Deze woorden laten de angst zien voor de boycot, maar ook langs welke weg sommige Israëlische (en Amerikaanse) politici dit probleem willen oplossen. Een ‘politieke oplossing’ betekent in de Israëlische politiek niet meer dan dat sommige Palestijnen moeten worden omgekocht met kleine concessies om het apartheidsregime overeind te houden. Het gevaar is dat ze hiermee wegkomen wanneer de Palestijnen geen perspectief hebben op een alternatief.

Het is niet genoeg dat Israël niet op dezelfde voet verder kan gaan. Er is ook een alternatief nodig voor Israëls apartheidspolitiek. Dat alternatief wordt belichaamd door de Arabische revolutie en haar belofte van democratie en gelijke rechten voor iedereen. De Arabische regimes en de sektarische jihadisten van de Islamitische Staat zijn vooral een obstakel voor de vrijheid van Palestina.

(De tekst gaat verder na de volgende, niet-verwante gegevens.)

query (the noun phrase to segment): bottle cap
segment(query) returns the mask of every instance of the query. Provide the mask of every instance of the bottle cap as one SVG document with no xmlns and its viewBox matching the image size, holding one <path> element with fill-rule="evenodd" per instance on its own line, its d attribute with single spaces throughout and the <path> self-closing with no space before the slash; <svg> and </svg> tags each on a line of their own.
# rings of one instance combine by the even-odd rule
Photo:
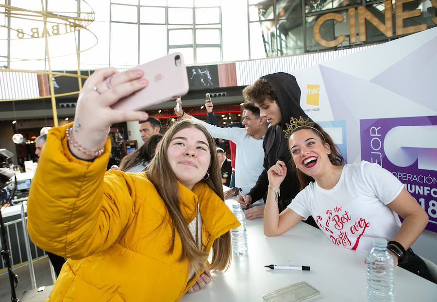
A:
<svg viewBox="0 0 437 302">
<path fill-rule="evenodd" d="M 378 248 L 385 248 L 387 246 L 387 240 L 384 238 L 374 238 L 373 245 Z"/>
</svg>

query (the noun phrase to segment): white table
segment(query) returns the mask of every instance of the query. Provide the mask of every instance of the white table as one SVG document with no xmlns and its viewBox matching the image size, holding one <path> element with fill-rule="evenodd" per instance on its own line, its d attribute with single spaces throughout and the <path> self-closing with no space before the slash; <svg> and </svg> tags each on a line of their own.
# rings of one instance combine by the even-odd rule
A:
<svg viewBox="0 0 437 302">
<path fill-rule="evenodd" d="M 226 201 L 228 206 L 233 201 Z M 303 222 L 276 237 L 267 237 L 263 220 L 247 220 L 249 254 L 233 256 L 224 273 L 212 272 L 206 289 L 185 294 L 182 302 L 263 301 L 263 295 L 301 281 L 320 291 L 305 301 L 366 301 L 367 253 L 331 243 Z M 270 264 L 304 265 L 310 271 L 276 271 Z M 437 285 L 399 267 L 395 269 L 396 301 L 436 301 Z"/>
</svg>

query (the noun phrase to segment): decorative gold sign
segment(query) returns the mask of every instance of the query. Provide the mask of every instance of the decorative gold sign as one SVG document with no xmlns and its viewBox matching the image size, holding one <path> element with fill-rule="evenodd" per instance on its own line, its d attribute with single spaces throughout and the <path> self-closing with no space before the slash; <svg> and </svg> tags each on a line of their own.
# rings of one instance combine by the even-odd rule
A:
<svg viewBox="0 0 437 302">
<path fill-rule="evenodd" d="M 395 2 L 395 19 L 396 23 L 396 35 L 413 34 L 424 31 L 428 28 L 428 26 L 426 23 L 407 27 L 404 27 L 403 20 L 404 19 L 420 15 L 421 12 L 420 9 L 415 9 L 412 11 L 403 10 L 404 3 L 415 0 L 396 0 Z M 431 4 L 435 8 L 437 9 L 437 0 L 431 0 Z M 364 6 L 358 6 L 356 10 L 357 11 L 358 15 L 358 29 L 360 42 L 364 42 L 366 40 L 366 20 L 367 20 L 374 25 L 380 32 L 382 33 L 387 38 L 393 36 L 392 7 L 391 0 L 387 0 L 384 2 L 385 24 L 380 21 L 378 18 L 372 15 Z M 356 20 L 355 19 L 355 9 L 354 8 L 349 8 L 348 10 L 348 16 L 349 19 L 349 37 L 350 42 L 354 43 L 356 42 Z M 313 28 L 313 34 L 314 36 L 314 39 L 322 46 L 334 47 L 341 43 L 344 40 L 346 36 L 340 34 L 332 41 L 327 41 L 322 38 L 320 34 L 320 28 L 322 24 L 328 20 L 335 20 L 339 23 L 344 21 L 344 18 L 340 14 L 336 13 L 328 13 L 322 15 L 314 23 L 314 27 Z M 431 18 L 431 20 L 434 24 L 437 24 L 437 17 Z"/>
<path fill-rule="evenodd" d="M 2 24 L 0 22 L 0 28 L 4 28 L 6 31 L 3 32 L 7 32 L 7 37 L 4 38 L 0 37 L 0 41 L 8 40 L 9 43 L 11 40 L 18 40 L 25 39 L 38 39 L 42 38 L 45 40 L 45 56 L 40 58 L 16 58 L 12 56 L 10 58 L 0 58 L 0 63 L 6 63 L 6 67 L 8 67 L 11 63 L 16 61 L 26 61 L 32 60 L 38 60 L 47 62 L 47 70 L 24 70 L 9 69 L 8 68 L 1 68 L 0 72 L 26 72 L 34 73 L 37 75 L 38 88 L 40 90 L 40 96 L 39 98 L 34 99 L 41 99 L 50 97 L 51 99 L 52 110 L 53 111 L 53 120 L 54 126 L 58 125 L 57 113 L 56 111 L 55 97 L 65 95 L 71 95 L 79 93 L 82 88 L 81 79 L 86 78 L 86 76 L 81 74 L 80 65 L 79 64 L 79 53 L 85 51 L 94 47 L 97 44 L 97 38 L 95 35 L 91 32 L 86 27 L 89 25 L 94 20 L 95 17 L 94 12 L 89 5 L 84 0 L 62 0 L 64 3 L 69 5 L 66 7 L 70 8 L 69 11 L 50 11 L 48 10 L 46 6 L 48 5 L 47 1 L 41 1 L 41 10 L 34 10 L 28 9 L 24 7 L 19 7 L 13 6 L 6 4 L 0 4 L 0 8 L 3 8 L 3 10 L 0 10 L 0 14 L 4 15 L 4 22 Z M 5 3 L 9 1 L 4 1 Z M 45 4 L 44 3 L 45 2 Z M 55 1 L 53 1 L 53 2 Z M 79 2 L 78 3 L 78 2 Z M 17 3 L 22 6 L 25 5 L 25 3 L 21 3 L 19 1 L 13 1 L 14 4 Z M 35 1 L 35 3 L 37 1 Z M 78 6 L 78 4 L 79 6 Z M 34 7 L 37 7 L 35 5 Z M 56 5 L 53 7 L 56 7 Z M 85 12 L 77 11 L 75 8 L 81 7 L 81 9 L 85 10 Z M 89 45 L 89 47 L 82 47 L 79 50 L 78 45 L 78 38 L 76 35 L 77 32 L 80 30 L 85 30 L 95 38 L 95 43 L 92 45 Z M 66 52 L 69 52 L 69 53 L 62 53 L 60 56 L 65 56 L 72 54 L 75 54 L 77 59 L 77 73 L 54 72 L 51 70 L 50 59 L 53 57 L 50 57 L 49 53 L 49 39 L 53 40 L 53 37 L 61 34 L 70 34 L 70 37 L 73 39 L 76 44 L 75 48 L 73 49 L 66 49 Z M 54 39 L 55 40 L 56 38 Z M 56 43 L 56 41 L 53 42 Z M 29 53 L 33 53 L 32 51 L 29 51 Z M 52 79 L 59 76 L 74 77 L 78 79 L 79 91 L 71 91 L 60 94 L 55 94 L 53 88 Z M 26 87 L 24 85 L 18 85 L 19 89 L 25 90 Z M 26 98 L 26 99 L 29 99 Z M 15 99 L 17 100 L 17 99 Z M 0 101 L 8 101 L 11 100 L 1 100 Z"/>
</svg>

In 2011 liet de Egyptische bevolking zien welke krachten er worden ontketend wanneer de Arabische massa’s in beweging komen. Het zijn deze krachten die een einde kunnen maken aan de onderdrukking van de Palestijnen.

Op dit moment is het initiatief in de Arabische wereld weer in handen van het Amerikaans imperialisme en zijn bondgenoten. Maar de tegenstellingen die ten grondslag lagen aan de revolutie zijn niet verdwenen. Het is slechts een kwestie van tijd tot de volgende uitbarsting. Wellicht dat Israëls nederlaag een nieuwe impuls geeft aan de revolutie. In ieder geval is het lot van de Palestijnen verbonden met het lot van de Arabische massa’s.